If anything this is the right forum to have this conversation, it's a discussion on how a pull request should evolve, how it should be reviewed and how the submitter can improve. An understanding on how this pull request could have been done better from the get go for all six or so parties now involved. More importantly if discussions aren't held here how can anyone hope to learn?

So I ask the question, should I have just told the student what to do in the first place or should I have encouraged them to think and learn on their own? (even though this seems fruitless in hindsight)

[elinw]

So ... there were a lot of problems with this whole series of pull requests, responses to comments, non responses to comments, responses to responses. I would say overall, we could look at this whole history and see why Diana made the pull request she did (and how it was successful in getting people to pay attention to the impact of the earlier merge where her previous attempts to do that were not getting any attention) but also that in terms of the actual code it contained it should have been thought out better. It's frustrating when someone else breaks your code, but that doesn't make what they did necessarily something that should be reverted, just something that needs to be finished.
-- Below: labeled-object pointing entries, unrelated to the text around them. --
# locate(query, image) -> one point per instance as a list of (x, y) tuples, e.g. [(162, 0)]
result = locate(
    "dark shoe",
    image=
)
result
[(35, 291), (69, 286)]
And that's what ended up happening.
So working together with a lot of other people to make good code is sometimes hard, and sometimes things get heated. Working on the web the heated stays in the Google cache forever, but hopefully in a few months you'll look back at this and say wow that was really intense and dramatic and now we're working together so well.
I am commenting in part in case anyone reads this in the future and says "What was that all about?" will know that there have been (as Herman suggested) lots of private conversations about it, and that's probably the best way to close it out.

[HermanPeeren]

Reading all the bits an pieces back (pfff...) it's nice to see that in the end the solution is in line of Diana's original proposal a month ago: we should use a parameter for following those redirects and the default value should be by a standard.

These postings were for me also a warning to stay carefull with interpreting people's intentions and to reread a discussion when things get heated (although that took quite some time). My principle is that everybody contributing to the project has good intentions. Nobody is doing things just to knowingly and purposefully breaking someone's code (platform maintainer or not is not relevant).

I'm glad I learned something from it. I personally want to put more effort in improving myself than in "educating" others.